Midjourney builds a full-body ultrasonic scanner
This is the news item that has nothing to do with the others, and that’s exactly why I’m keeping it. That a company born to generate images would start building full-body ultrasonic scanners, complete with spas, is a leap I struggle to frame. The 60 seconds versus the hour and a half of an MRI I find hard to believe until I see real data, but if confirmed it’s physical AI to keep an eye on.
Factory 2.0: from coding agents to software factories
Here I find, almost word for word, the thesis of last week’s deep dive: the engineer who stops writing software and starts building the factories that build it. What strikes me most is the pillar of model independence and sovereign intelligence, which ties directly into today’s open weight discussion. The risk, as always, is that it stays more manifesto than product.
Sakana Marlin
An agent that works autonomously for up to eight hours and churns out hundred-page strategy reports is exactly the kind of long task that fascinates me. But I stay true to my fixation: agents are at their best where the result is verifiable, and strategic analysis is far more slippery terrain than code. The real question is how Marlin verifies its own conclusions.

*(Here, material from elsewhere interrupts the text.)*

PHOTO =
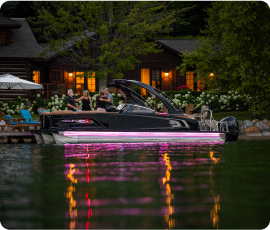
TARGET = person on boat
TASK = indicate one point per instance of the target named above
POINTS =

Google DeepMind and the path to ASI
What I appreciate about this paper is its sobriety: no single magic moment in which AGI becomes superintelligence, but a series of progressive transformations, with bottlenecks and frictions put down in black and white. It’s a framing I share, and one that counterbalances the imminent-revolution tone. A good forty minutes of reading, but if the long term interests you, they’re well spent.
From test-driven to loop-driven development
If you read last week’s deep dive, here you’ll feel like you’re looking in the mirror: trigger, goal, harness, verifier and state around the agent’s loop are almost the same ingredients I used to try to define loop engineering. The central point is the one I always repeat, the more autonomy you give the loop, the stronger the checks have to become. It’s nice to see the concept consolidating in the community, and not just in my head.